Friday, August 19, 2011

It doesn't have to be perfect. It just has to be.

I've been away for a long time. A very long time in blogging years. It's been about 10 months since my last post. And even before that I hadn't been writing very much. My excuses are many and varied. In the twelve months or so I started (and recently finished!) massage therapy school. My divorce was finalized. I moved. Twice (sort of). And just when I thought my 50/50 custody arrangement was working out, it stopped working out (for reasons I will probably write about at a later date) and I am now a full time single mom. I'm also trying to find a job and start a massage therapy practice.

I think we can all agree that those are pretty damn good excuses for not blogging a lot. Or at all. On the other hand, since I tend to think of blogging as therapy, maybe I should have been writing like a fiend. Really what I've been doing, in some ways, is hibernating. I was making the transition from being a lawyer to being a student again. From being someone's wife to being single again. From living in a kick ass condo to renting a one-bedroom apartment. Again. Not that I'm complaining. This is all necessary. It's part of my journey and it's all compost for the beautiful garden that is my life. I just wasn't in a place where I could share it in writing.

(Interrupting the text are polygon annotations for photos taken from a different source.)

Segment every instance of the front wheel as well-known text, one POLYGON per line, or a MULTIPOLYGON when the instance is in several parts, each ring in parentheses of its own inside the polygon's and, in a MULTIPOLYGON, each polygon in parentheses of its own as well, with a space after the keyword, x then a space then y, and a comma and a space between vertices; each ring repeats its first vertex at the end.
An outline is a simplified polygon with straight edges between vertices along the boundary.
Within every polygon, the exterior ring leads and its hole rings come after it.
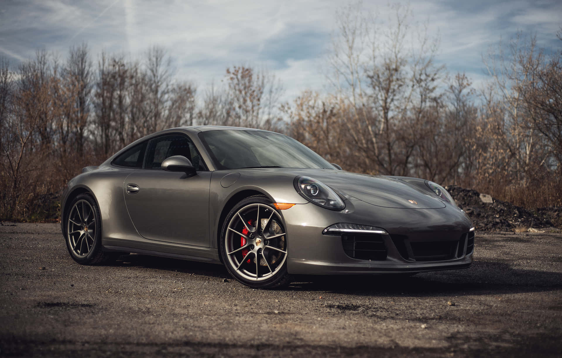
POLYGON ((253 288, 288 284, 287 241, 283 219, 266 197, 238 203, 223 225, 223 261, 237 280, 253 288))
POLYGON ((66 216, 66 248, 74 261, 82 265, 95 265, 119 256, 102 250, 99 209, 91 195, 76 196, 66 216))

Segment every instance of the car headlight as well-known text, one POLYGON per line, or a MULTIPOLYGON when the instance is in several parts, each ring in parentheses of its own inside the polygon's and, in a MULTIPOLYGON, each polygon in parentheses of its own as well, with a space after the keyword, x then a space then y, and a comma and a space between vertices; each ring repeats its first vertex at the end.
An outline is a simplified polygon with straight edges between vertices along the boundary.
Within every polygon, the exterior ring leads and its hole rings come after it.
POLYGON ((299 194, 316 205, 332 210, 341 210, 346 207, 336 192, 316 179, 297 176, 294 178, 294 187, 299 194))
POLYGON ((445 200, 447 202, 456 206, 456 203, 455 202, 455 200, 453 197, 451 196, 449 192, 447 192, 445 188, 439 185, 436 183, 433 183, 433 182, 429 182, 425 180, 425 185, 427 187, 429 188, 434 194, 440 197, 443 200, 445 200))

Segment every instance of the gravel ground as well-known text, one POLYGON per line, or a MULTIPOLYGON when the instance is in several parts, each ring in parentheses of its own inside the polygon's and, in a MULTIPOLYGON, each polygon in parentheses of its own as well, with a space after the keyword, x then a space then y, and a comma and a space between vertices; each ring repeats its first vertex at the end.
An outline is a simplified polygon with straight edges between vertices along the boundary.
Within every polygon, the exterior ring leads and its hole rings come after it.
POLYGON ((0 226, 2 356, 562 354, 562 234, 477 233, 466 270, 265 291, 216 265, 81 266, 58 224, 15 225, 0 226))

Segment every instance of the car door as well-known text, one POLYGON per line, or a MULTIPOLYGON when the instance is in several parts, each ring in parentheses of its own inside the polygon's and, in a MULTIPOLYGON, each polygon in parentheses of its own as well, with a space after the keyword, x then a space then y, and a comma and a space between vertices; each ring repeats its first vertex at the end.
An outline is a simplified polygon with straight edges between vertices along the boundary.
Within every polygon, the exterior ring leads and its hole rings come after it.
POLYGON ((209 247, 209 201, 211 172, 187 135, 174 133, 152 138, 143 169, 124 183, 127 210, 139 233, 151 240, 209 247), (166 171, 164 159, 183 155, 197 174, 166 171))

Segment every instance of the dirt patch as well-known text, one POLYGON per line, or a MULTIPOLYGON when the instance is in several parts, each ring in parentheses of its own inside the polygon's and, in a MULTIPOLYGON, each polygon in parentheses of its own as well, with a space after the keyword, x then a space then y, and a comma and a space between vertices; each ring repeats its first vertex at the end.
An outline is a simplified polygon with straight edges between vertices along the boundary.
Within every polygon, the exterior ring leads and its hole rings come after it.
POLYGON ((484 203, 481 193, 475 190, 456 186, 445 188, 459 207, 470 217, 478 230, 514 231, 521 228, 560 227, 562 207, 541 208, 532 211, 495 198, 491 203, 484 203))
POLYGON ((96 305, 91 303, 70 303, 66 302, 40 302, 37 303, 36 307, 41 309, 48 308, 92 308, 96 305))

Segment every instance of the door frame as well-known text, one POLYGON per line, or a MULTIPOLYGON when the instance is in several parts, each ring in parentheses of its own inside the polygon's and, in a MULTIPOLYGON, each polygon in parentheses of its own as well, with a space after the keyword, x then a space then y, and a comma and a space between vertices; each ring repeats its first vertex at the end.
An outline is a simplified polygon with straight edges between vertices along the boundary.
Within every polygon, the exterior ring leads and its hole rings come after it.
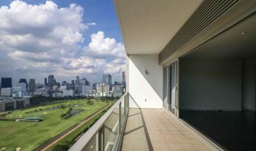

Several months ago I decided to start blogging again. I had it all planned out - I was going to do my first post in the spring and talk about how I was coming out of hibernation. It was going to be the ideal post for returning to blogging. It was going to be perfect. Spring came and went and so did my idea of the perfect "coming out of hibernation" post. So I tried to come up with another perfect idea for a summer post. And that was a bust (see above list of excuses for why I failed to come up with anything brilliant). Then the other day my daughter picked up some knitting she had started months ago which inspired me to pick up one of the many knitting projects I have in various stages of completion. The one I picked up is a lovely pink baby blanket that I started making for no one in particular last year. But now my sister is pregnant with a girl and it will be a lovely present (hopefully I can get it finished by the time she's born sometime around the end of this month).

As I started working on it again I realized why I had abandoned it in the first place. It's a somewhat complicated pattern involving yarn overs, slip stitch knitting and other increase/decrease shenanigans. At some point I "lost" about 18 stitches and the pattern won't work unless you have the right number of stitches on the needle. I've been known to "unknit" several rows of fabric or start projects over (several times if necessary) to get the pattern right. Sometimes I don't mind it. But there's no way I'm starting this one over - too much is done, it's too complex and if I do, I'll never get it done in time. So I did a work around (which I also do a lot). But because I didn't do it exactly right, the work around left distinct holes in the blanket. Small ones, but noticeable to me and anyone else who does more than just glance at it. I had a decision to make. I knew that if I started unknitting again to try and get it right, I would probably get so frustrated with it that I'd just put it down and not pick it up again for years. Or I'd simply not get finished in time to give it to my sister while her baby is still a baby.

I was close to tears, ready to scrap the whole thing and then it came to me - It doesn't have to be perfect. It just has to be. Once it's done, my sister and her baby won't care about the little holes in one row of an otherwise lovely blanket with lacy hearts all over it. They won't care at all. I could buy them a perfect blanket but that would have a lot less meaning than the blanket I made by hand with lots of love (and more than a few tears of frustration but they don't need to know that). If I wait until it's perfect, it will never get done.

Which leads me to another "a ha" moment. I've been putting off a bunch of things - like blogging - waiting until I had the perfect idea, or the perfect circumstances to start. I realized that perfect ideas, circumstances, situations or opportunities are extremely rare. If we wait for them, we may never get anything done. Mark Silver from Heart of Business recently wrote that we shouldn't be afraid or resentful of imperfect circumstances, because they are the doorway to profound opportunities to serve and love.

So my blanket for my little niece won't be perfect, but it will be. And I know my heart will be happy when I give it to her, imperfections and all. My first blog post after a long hibernation may not be perfect. But it exists. And I'm happy to be writing again, imperfections and all.